Subprime Mortgage Crisis: The Short Explanation

Unless you live under a rock (in which case you are likely not affected anyway, so go back under there and be safe), you have heard of the economic crisis the United States is currently experiencing. This crisis is shaping up to be the worst thing we have seen since the market crash in the 1930s, and it is having a profound adverse effect on the economy of the rest of the world, as well.

When the US housing bubble burst, the crisis began, and it began reaching critical mass in 2007, with 2008 seeing the collapse of large firms like Bear Stearns and the federal takeover of the Federal National Mortgage Association and the Federal Home Loan Mortgage Corporation, known as Fannie Mae and Freddie Mac, respectively, among other major events like The Fed’s emergency bailout loan to AIG and Merrill Lynch agreeing to sell itself to Bank of America.

There are many different aspects to this economic crisis, and for each of those aspects, there are multiple adverse effects and reactions that are rippling out across the planet, but the very base cause is the subprime mortgage issue. Increases in loan incentives like easy initial terms and the trend of rising housing prices in previous years led borrowers to take on high or difficult mortgage payments under the impression they would be able to refinance into a mortgage with more favorable terms rather quickly. This coupled with the risky lending practices of the mortgage originators like giving loans to people that would otherwise be considered unworthy of credit, resulted in high default rates when housing prices started to drop and refinancing became more difficult.

Basically, people that could not actually afford it were encouraged to take on high mortgages, being led to believe they would be able to quickly refinance and get the payments down to a more manageable level while still acquiring a nice home. Once housing prices began to fall and refinancing therefore became more difficult, people were unable to keep up those high mortgage payments and began defaulting on payments.
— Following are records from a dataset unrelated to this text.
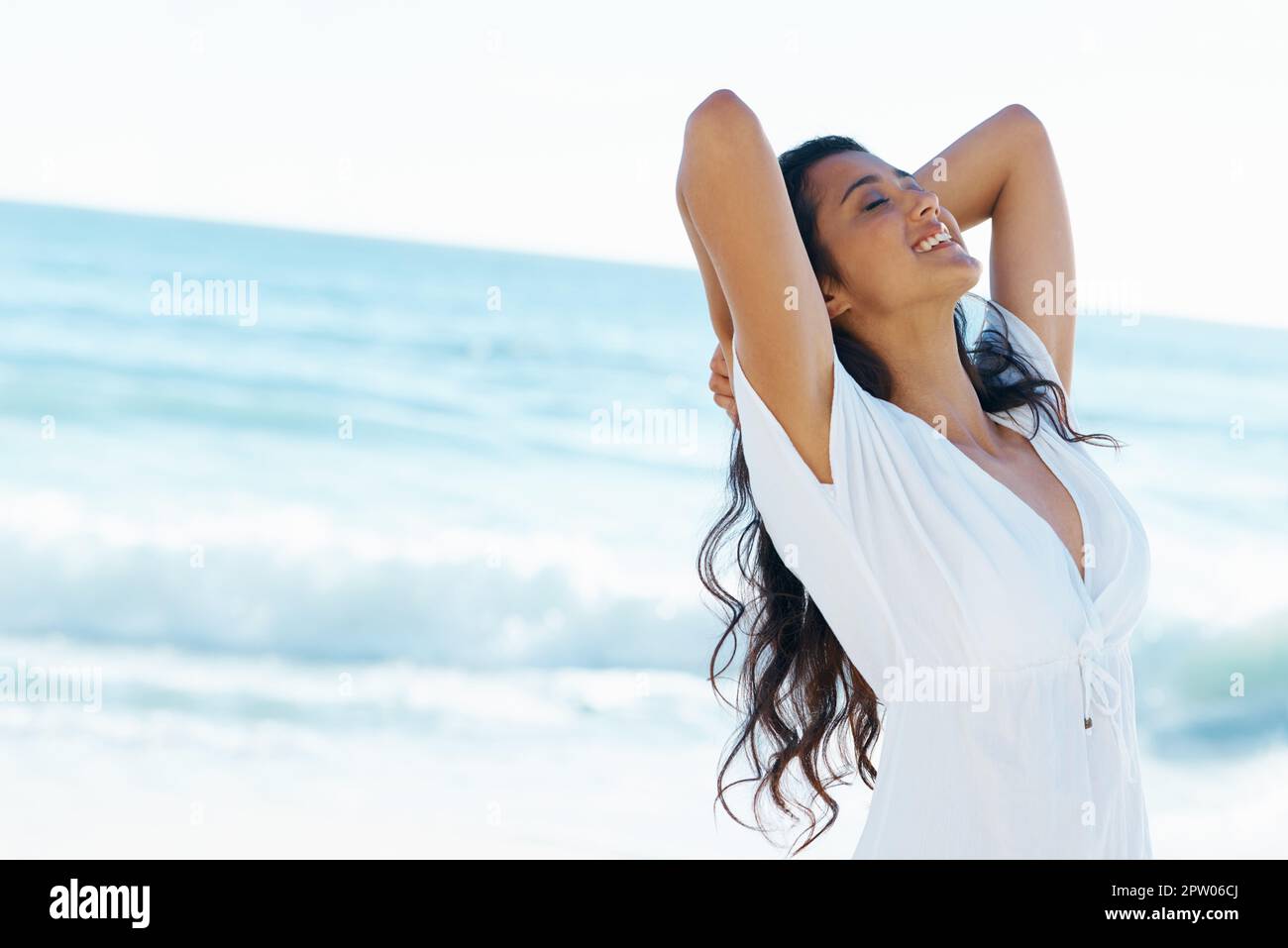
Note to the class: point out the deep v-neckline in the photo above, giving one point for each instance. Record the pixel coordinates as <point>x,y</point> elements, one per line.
<point>1004,419</point>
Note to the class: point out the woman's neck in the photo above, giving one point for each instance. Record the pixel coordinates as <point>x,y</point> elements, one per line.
<point>927,377</point>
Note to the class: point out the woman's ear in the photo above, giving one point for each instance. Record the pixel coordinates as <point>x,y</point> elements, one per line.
<point>835,307</point>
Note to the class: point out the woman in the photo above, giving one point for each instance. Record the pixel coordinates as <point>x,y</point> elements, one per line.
<point>918,523</point>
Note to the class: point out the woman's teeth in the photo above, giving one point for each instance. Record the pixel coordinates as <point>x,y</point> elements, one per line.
<point>931,243</point>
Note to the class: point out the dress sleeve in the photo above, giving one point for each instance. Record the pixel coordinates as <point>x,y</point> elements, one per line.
<point>812,524</point>
<point>1028,343</point>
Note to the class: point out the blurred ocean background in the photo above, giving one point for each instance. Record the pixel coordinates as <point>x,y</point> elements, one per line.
<point>373,576</point>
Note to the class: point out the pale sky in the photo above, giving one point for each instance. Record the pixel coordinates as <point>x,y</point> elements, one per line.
<point>557,127</point>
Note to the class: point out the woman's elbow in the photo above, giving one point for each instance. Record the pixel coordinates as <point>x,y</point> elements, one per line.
<point>717,114</point>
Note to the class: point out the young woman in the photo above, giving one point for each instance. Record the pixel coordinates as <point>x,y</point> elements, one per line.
<point>915,519</point>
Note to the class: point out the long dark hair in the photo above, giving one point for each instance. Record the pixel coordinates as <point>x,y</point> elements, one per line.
<point>797,686</point>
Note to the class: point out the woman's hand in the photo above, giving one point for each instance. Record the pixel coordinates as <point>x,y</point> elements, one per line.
<point>720,384</point>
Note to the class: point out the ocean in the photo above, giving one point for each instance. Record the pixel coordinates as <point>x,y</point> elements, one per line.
<point>391,553</point>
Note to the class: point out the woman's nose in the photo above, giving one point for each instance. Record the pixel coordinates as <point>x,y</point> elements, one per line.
<point>926,205</point>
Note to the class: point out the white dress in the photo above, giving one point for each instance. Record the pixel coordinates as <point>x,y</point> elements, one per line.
<point>964,610</point>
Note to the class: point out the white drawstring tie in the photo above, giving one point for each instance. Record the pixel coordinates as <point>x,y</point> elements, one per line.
<point>1102,691</point>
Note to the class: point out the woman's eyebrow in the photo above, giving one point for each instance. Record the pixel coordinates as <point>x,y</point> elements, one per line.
<point>870,179</point>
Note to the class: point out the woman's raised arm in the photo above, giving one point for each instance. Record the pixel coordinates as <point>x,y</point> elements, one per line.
<point>1005,170</point>
<point>760,285</point>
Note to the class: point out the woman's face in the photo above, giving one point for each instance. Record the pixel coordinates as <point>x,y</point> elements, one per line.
<point>874,219</point>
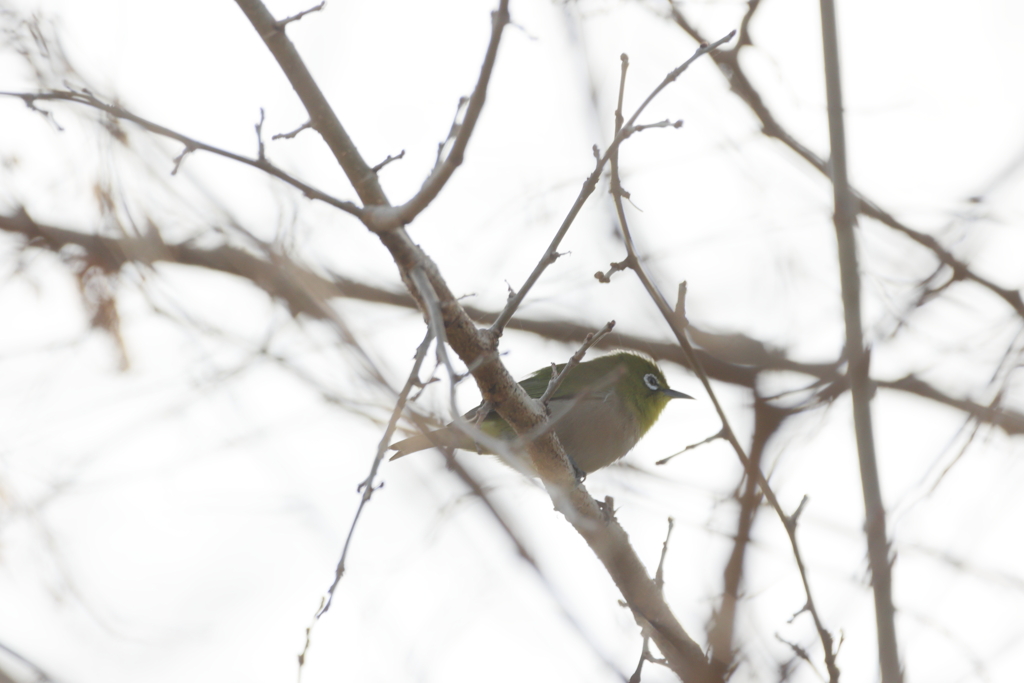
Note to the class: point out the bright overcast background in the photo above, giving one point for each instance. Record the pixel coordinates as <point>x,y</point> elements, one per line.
<point>176,512</point>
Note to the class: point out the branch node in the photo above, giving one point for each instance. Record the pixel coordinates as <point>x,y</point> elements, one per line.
<point>280,26</point>
<point>289,135</point>
<point>387,161</point>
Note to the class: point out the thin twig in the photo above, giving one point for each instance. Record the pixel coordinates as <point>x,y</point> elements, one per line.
<point>551,254</point>
<point>305,292</point>
<point>387,161</point>
<point>385,218</point>
<point>860,383</point>
<point>645,654</point>
<point>190,144</point>
<point>731,68</point>
<point>295,17</point>
<point>680,332</point>
<point>367,486</point>
<point>291,134</point>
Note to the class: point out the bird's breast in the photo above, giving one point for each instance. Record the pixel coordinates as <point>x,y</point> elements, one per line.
<point>595,431</point>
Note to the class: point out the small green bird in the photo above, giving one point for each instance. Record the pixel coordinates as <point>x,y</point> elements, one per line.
<point>600,411</point>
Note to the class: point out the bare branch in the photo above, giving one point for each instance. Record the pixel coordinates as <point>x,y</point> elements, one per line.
<point>732,358</point>
<point>679,329</point>
<point>860,383</point>
<point>387,218</point>
<point>190,144</point>
<point>295,17</point>
<point>387,161</point>
<point>291,134</point>
<point>731,68</point>
<point>551,254</point>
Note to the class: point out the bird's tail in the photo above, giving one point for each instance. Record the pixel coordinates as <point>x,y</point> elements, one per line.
<point>438,437</point>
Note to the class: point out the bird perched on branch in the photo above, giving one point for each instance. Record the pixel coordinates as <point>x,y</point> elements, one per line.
<point>600,410</point>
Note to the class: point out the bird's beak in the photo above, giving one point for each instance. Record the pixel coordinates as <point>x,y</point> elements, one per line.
<point>672,393</point>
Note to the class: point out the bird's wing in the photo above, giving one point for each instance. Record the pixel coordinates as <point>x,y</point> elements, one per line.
<point>581,379</point>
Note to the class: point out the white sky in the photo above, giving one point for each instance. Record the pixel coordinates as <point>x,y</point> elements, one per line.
<point>182,519</point>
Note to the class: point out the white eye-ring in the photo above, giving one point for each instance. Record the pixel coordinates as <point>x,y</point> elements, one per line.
<point>651,381</point>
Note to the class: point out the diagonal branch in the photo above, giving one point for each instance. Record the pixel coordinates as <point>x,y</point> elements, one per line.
<point>192,144</point>
<point>731,358</point>
<point>678,326</point>
<point>729,63</point>
<point>860,383</point>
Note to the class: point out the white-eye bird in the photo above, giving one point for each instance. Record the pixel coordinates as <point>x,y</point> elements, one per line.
<point>600,411</point>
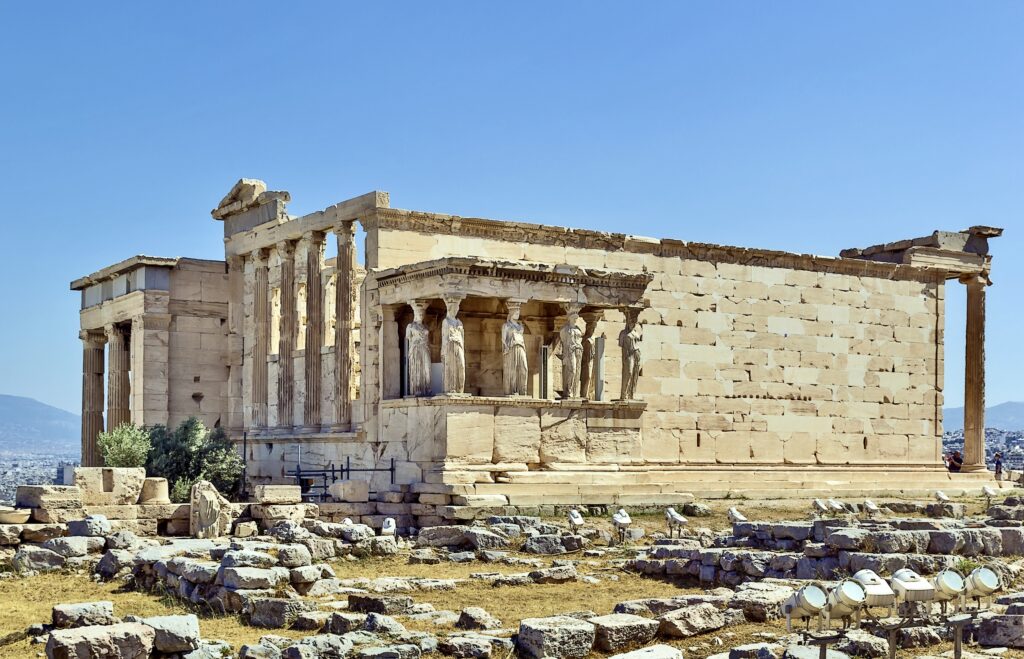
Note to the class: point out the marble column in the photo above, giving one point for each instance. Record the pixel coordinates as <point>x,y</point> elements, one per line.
<point>313,331</point>
<point>390,354</point>
<point>261,321</point>
<point>974,375</point>
<point>286,378</point>
<point>92,395</point>
<point>118,383</point>
<point>344,322</point>
<point>236,343</point>
<point>588,362</point>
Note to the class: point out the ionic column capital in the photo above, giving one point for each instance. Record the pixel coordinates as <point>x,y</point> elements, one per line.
<point>97,339</point>
<point>345,231</point>
<point>976,278</point>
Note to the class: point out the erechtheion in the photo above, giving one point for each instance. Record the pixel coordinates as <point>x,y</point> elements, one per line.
<point>527,363</point>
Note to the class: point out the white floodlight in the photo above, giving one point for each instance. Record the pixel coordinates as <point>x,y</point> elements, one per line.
<point>675,521</point>
<point>845,601</point>
<point>948,584</point>
<point>878,592</point>
<point>735,516</point>
<point>804,604</point>
<point>910,586</point>
<point>981,582</point>
<point>576,520</point>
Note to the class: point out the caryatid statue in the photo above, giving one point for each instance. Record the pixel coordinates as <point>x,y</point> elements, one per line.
<point>454,347</point>
<point>418,351</point>
<point>571,340</point>
<point>514,368</point>
<point>629,341</point>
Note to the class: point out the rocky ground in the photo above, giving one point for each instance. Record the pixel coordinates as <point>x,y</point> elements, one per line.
<point>507,585</point>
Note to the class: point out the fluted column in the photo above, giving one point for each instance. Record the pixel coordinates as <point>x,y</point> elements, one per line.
<point>286,381</point>
<point>344,322</point>
<point>92,396</point>
<point>314,330</point>
<point>118,384</point>
<point>261,320</point>
<point>974,376</point>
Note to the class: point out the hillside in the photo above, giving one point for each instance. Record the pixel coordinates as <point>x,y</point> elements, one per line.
<point>1009,415</point>
<point>28,426</point>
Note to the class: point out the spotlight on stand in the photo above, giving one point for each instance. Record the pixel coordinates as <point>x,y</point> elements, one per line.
<point>981,583</point>
<point>845,602</point>
<point>877,591</point>
<point>576,520</point>
<point>804,605</point>
<point>910,586</point>
<point>621,520</point>
<point>948,586</point>
<point>675,521</point>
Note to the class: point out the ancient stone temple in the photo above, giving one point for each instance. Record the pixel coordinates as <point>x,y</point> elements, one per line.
<point>540,363</point>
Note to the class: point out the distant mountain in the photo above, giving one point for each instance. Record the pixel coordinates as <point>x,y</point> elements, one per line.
<point>1008,415</point>
<point>28,426</point>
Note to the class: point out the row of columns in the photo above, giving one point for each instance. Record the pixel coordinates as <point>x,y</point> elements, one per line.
<point>580,352</point>
<point>115,337</point>
<point>301,294</point>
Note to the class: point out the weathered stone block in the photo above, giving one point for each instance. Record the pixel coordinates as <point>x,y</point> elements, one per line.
<point>556,636</point>
<point>110,486</point>
<point>622,630</point>
<point>278,494</point>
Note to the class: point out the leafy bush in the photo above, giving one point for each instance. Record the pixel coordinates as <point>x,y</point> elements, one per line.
<point>192,452</point>
<point>126,445</point>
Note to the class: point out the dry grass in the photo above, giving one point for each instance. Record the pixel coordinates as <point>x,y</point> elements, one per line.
<point>24,602</point>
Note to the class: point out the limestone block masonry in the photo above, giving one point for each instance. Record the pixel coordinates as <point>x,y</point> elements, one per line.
<point>546,364</point>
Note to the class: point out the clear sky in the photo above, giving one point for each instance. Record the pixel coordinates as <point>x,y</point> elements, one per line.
<point>809,127</point>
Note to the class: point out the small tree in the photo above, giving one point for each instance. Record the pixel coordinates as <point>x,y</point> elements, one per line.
<point>190,452</point>
<point>126,445</point>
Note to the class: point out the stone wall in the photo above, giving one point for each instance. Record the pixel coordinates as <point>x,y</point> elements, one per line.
<point>750,356</point>
<point>196,344</point>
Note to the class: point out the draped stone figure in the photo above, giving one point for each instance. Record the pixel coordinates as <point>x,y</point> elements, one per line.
<point>454,348</point>
<point>571,339</point>
<point>418,352</point>
<point>514,368</point>
<point>629,341</point>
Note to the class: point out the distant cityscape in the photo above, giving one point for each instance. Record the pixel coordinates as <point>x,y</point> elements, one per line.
<point>1009,442</point>
<point>30,469</point>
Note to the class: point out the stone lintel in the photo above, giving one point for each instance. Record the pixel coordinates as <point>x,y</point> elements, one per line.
<point>292,228</point>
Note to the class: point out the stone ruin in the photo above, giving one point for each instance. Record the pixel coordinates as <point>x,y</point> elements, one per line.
<point>274,571</point>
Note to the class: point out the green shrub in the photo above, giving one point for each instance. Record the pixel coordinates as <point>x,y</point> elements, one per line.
<point>126,445</point>
<point>181,492</point>
<point>192,452</point>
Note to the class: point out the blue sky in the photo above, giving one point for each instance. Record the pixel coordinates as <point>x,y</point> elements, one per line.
<point>807,127</point>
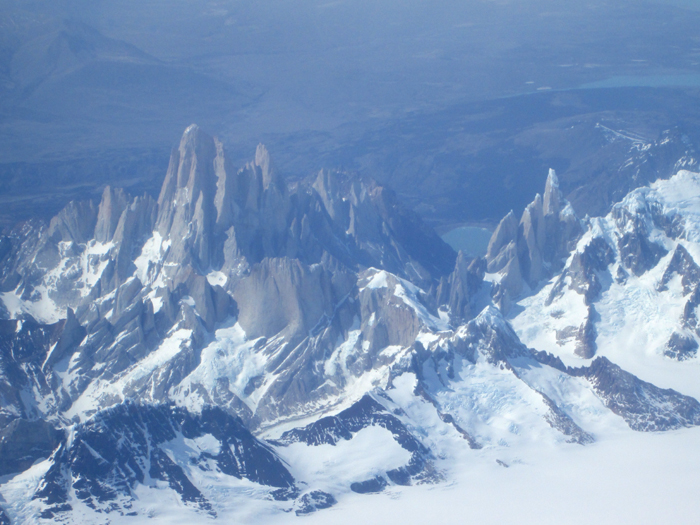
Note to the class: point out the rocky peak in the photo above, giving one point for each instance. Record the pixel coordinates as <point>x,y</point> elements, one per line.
<point>186,209</point>
<point>536,247</point>
<point>114,202</point>
<point>552,195</point>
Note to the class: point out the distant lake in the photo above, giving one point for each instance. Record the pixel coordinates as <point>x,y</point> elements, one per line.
<point>470,239</point>
<point>645,81</point>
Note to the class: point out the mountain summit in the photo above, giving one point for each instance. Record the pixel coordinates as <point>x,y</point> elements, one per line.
<point>212,346</point>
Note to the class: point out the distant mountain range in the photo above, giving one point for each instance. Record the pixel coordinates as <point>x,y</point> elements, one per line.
<point>213,349</point>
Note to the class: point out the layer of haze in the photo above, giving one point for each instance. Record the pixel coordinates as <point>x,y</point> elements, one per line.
<point>428,96</point>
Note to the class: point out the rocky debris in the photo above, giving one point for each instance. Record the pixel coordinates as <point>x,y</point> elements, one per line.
<point>643,406</point>
<point>527,253</point>
<point>105,458</point>
<point>313,501</point>
<point>23,442</point>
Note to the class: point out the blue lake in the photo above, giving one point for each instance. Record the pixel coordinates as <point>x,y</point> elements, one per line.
<point>471,240</point>
<point>645,81</point>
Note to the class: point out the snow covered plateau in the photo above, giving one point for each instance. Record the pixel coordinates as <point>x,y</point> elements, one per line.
<point>244,350</point>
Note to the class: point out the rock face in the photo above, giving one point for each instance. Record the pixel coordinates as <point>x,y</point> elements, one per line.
<point>527,252</point>
<point>457,291</point>
<point>643,406</point>
<point>129,444</point>
<point>143,342</point>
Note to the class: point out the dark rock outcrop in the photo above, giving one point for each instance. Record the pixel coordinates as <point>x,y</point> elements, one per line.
<point>643,406</point>
<point>118,448</point>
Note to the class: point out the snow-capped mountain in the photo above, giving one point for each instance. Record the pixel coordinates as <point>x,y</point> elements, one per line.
<point>242,345</point>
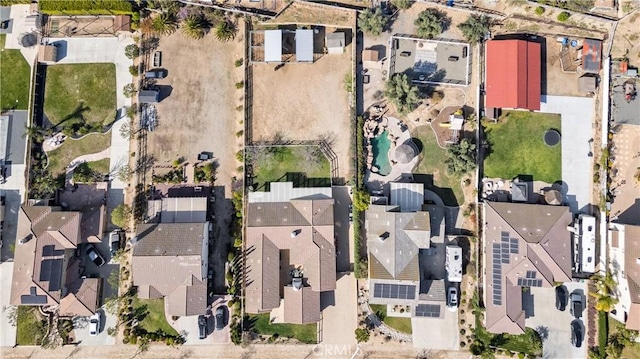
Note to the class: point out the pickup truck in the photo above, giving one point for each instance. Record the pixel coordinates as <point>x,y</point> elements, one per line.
<point>576,305</point>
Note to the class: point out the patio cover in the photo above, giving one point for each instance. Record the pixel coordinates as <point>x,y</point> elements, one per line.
<point>273,46</point>
<point>304,45</point>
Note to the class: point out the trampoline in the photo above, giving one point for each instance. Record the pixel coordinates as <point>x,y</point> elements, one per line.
<point>551,138</point>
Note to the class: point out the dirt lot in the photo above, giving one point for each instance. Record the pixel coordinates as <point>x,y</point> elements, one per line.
<point>303,102</point>
<point>199,114</point>
<point>626,39</point>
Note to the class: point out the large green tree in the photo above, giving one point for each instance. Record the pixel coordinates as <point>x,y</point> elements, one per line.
<point>164,24</point>
<point>430,23</point>
<point>401,93</point>
<point>372,22</point>
<point>225,31</point>
<point>475,27</point>
<point>193,27</point>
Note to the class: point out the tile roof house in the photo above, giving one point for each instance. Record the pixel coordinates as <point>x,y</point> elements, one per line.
<point>170,260</point>
<point>398,235</point>
<point>526,245</point>
<point>290,252</point>
<point>46,269</point>
<point>624,258</point>
<point>513,74</point>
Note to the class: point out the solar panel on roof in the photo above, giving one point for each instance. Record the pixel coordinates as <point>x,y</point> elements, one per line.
<point>427,310</point>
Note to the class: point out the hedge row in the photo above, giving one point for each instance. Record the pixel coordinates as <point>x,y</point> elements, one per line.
<point>94,7</point>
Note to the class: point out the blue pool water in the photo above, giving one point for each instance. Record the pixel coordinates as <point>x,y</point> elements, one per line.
<point>381,145</point>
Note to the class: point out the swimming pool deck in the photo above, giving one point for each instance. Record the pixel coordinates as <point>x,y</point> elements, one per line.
<point>375,181</point>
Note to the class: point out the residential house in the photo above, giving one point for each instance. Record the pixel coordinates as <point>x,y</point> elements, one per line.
<point>290,249</point>
<point>48,264</point>
<point>624,259</point>
<point>513,74</point>
<point>526,245</point>
<point>170,261</point>
<point>406,264</point>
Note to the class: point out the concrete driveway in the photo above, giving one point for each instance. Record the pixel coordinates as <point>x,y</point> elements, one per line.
<point>446,337</point>
<point>576,118</point>
<point>556,323</point>
<point>339,314</point>
<point>81,330</point>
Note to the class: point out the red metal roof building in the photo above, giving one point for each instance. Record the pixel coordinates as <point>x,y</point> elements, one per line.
<point>513,74</point>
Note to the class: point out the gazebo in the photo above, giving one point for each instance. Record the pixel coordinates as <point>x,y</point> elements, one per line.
<point>406,152</point>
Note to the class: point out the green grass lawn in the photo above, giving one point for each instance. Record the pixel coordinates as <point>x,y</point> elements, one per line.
<point>14,78</point>
<point>307,333</point>
<point>60,158</point>
<point>400,324</point>
<point>80,92</point>
<point>517,147</point>
<point>432,162</point>
<point>288,164</point>
<point>31,328</point>
<point>154,320</point>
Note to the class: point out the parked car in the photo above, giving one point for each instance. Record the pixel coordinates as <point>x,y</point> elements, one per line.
<point>561,298</point>
<point>576,305</point>
<point>219,318</point>
<point>452,299</point>
<point>156,74</point>
<point>114,241</point>
<point>94,324</point>
<point>202,326</point>
<point>576,334</point>
<point>93,254</point>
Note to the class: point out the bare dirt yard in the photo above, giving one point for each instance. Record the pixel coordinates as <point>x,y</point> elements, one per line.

The foreclosure rate skyrocketed with over 1 million properties in the US being subject to foreclosure activity in 2007. It is not yet clear where this will end and if the actions the federal government is taking to try to salvage things will work, but there are small signs that the stock market may be recovering, albeit in small increments.

How to Improve Your Credit Rating Fast

All potential lenders, landlords and employers seem to require a credit report before going any further with your loan, apartment application, or job interview. This report shows them exactly what your credit score is, and will alert them to how good or bad your money managing skills are. It also tells these people you really want to impress if you are reliable or not with repaying any debts.

For better or worse, your credit score is the one thing that will follow you all of your adult life. It will make a difference as to whether or not you get the car loan you really want. It will be the thing that makes it possible to be living in a cool apartment, or sends you back to your parents’ basement. A high credit score will put you in that sporty car you crave, or in that apartment where you can invite your friends with pride. Banks will be beating down your door to loan you money.

There is, however, the other side of the story. If you have a below average or poor credit rating, you will be counting change and hitting up your friends or relatives for money to pay large deposits and down payments. Otherwise, you will have no place to live, and no car to drive. However, it’s not all hopeless. There are several ways to pull your credit rating up to an acceptable rating.

All of your financial information will affect your credit score, be it positive or negative. Some of the information will have more an affect than others. When you are trying to make your credit score better, remember to start with the negative factors.

The first thing you need to do is start making any payments you owe on time. All payments are reported to the credit agencies regularly. Your credit score can improve within as little as 3 months just by paying your bills on time.

Getting a copy of your credit report and reviewing it carefully for accuracy is also very important. Sometimes you will find that a creditor has reported you for late payments when you have been making your payments on time. This means you will need to take the time to write a letter to the credit agency to dispute this report, requesting that a correction is made on your credit. Having proof of this will help make this correction take place quickly. If you only have your word for this, it will take much longer.

Open a savings account and keep at least $500 in it. This will help to improve your credit rating. That balance will give you collateral for a personal loan. A bank loan can raise your credit rating faster than anything else.

If your credit rating is particularly dismal, you need to understand that there is not a quick fix. It took you years to reach this point, and it won’t be repaired overnight. But don’t let this discourage you. Instead, look for the light at the end of the tunnel, which should start appearing within 3 months of your improvement actions.